Preparation of a chain for HMAC

advertisements

I am writing a webservice which uses HMAC for message authentication. I am having some issues preparing the 'data' for digest, and am getting different digests for the same 'data' in Python vs NodeJS.

I am fairly sure that this issue is due to encoding, but I am not sure how to best approach this.

Python code:

import hmac
from hashlib import sha1

f = open('../test.txt')
raw = f.read()

raw = raw.strip()

hm = hmac.new('12345', raw, sha1)
res = hm.hexdigest()
print res

>> 5bff447a0fb82f3e7572d9fde362494f1ee2c25b

NodeJS (coffee) code:

fs = require 'fs'
http = require 'http'
{argv} = require 'optimist'
crypto = require 'crypto'

# Load the file
file = fs.readFileSync argv.file, 'utf-8'
file = file.trim()

# Create the signature
hash = crypto.createHmac('sha1', '12345').update(file).digest('hex')
console.log(hash)

>> a698f82ea8ff3c4e9ffe0670be2707c104d933aa

Edit: Also, the length of raw is 2 characters longer than file, but I cant work out where these two characters come from.


This is the problem with encoding of the data you read from the filesystem and has nothing with algorithms you use.

When you work with string data both in Python and JavaScript, you should be very careful about encoding which your data is stored in. Try to work with data either as with strings (which, in particular have such a property as encoding), or as with "raw data". When reading and signing data, you shouldn't probably care about the encoding, and try to use data as "raw" as much as you can in your language.

Some points to note:

  • Filesystem stores "raw" bytes, and knows nothing about the contents and the encoding of your file. Furthermore, for some files (like, jpegs, for example), the "encoding" concept is worthless
  • The same is valid for crypto algorithms. They work with raw bytes and know nothing about its "character representation". That's why digital signatures work so well with all sorts of binary documents, etc.
  • trim() in javascript or strip() in python work with strings, and their behaviour can vary depending on the underlying encoding (try u's '.encode('utf-16').strip().decode('utf-16') in python, for example). If possible, I'd rather avoid using trimming, to not to mix the way you work with data.
  • Python 2.x (and, I suppose, Javascript too) have set of rules for implicit conversion between strings and raw data.

Here in your code you work with binary data in Python, but do conversion to string in JavaScript, when you define the encoding of the file to read. Apparently, there is a sort of implicit converting from utf-8 back to raw string in crypto module, but I don't know what it does.

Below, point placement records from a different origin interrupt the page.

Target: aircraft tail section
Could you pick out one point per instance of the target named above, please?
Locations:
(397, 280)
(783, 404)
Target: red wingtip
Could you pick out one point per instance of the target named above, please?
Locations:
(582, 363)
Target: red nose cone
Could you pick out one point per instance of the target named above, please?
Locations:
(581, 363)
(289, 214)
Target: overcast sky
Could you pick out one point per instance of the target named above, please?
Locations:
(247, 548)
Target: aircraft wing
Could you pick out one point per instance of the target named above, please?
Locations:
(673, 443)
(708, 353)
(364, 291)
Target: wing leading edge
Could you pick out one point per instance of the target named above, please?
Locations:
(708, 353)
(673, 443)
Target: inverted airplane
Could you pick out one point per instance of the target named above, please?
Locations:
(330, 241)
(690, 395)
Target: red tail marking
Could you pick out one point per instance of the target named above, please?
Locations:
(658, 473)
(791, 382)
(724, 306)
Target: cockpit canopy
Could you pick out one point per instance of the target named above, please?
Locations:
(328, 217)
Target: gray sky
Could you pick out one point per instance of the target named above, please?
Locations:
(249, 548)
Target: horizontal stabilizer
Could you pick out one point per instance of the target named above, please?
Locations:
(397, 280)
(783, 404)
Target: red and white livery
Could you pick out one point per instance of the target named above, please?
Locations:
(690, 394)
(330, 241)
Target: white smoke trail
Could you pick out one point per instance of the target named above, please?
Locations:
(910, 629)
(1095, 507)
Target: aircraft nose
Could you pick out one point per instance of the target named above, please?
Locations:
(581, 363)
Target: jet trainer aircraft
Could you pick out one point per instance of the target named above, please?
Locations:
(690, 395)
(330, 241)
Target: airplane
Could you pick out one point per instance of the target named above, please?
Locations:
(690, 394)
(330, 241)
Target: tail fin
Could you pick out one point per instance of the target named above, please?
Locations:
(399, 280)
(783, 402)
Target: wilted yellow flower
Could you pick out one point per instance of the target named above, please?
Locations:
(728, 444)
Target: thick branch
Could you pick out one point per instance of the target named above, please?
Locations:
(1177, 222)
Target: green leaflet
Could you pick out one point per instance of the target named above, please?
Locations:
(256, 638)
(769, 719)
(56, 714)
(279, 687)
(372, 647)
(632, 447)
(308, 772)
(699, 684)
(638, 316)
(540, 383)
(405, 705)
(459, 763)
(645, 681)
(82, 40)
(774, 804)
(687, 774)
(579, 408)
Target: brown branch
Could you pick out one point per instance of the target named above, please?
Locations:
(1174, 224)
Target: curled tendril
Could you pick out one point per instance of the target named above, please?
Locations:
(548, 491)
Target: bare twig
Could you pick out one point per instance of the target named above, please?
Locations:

As described in here, the most kosher way of handing raw strings in node.js is to use buffers. You could read buffer from filesystem, but unfortunately, nodejs crypto library doesn't support them yet. As described here:

The Crypto module was added to Node before there was the concept of a unified Stream API, and before there were Buffer objects for handling binary data.

As such, the streaming classes don't have the typical methods found on other Node classes, and many methods accept and return Binary-encoded strings by default rather than Buffers.

That's said, to make the example work, current approach is to read data by passing "binary" as the second argument to the call:

file = fs.readFileSync argv.file, "binary"

Also, as I said, I'd rather avoid stripping data I just read from the file.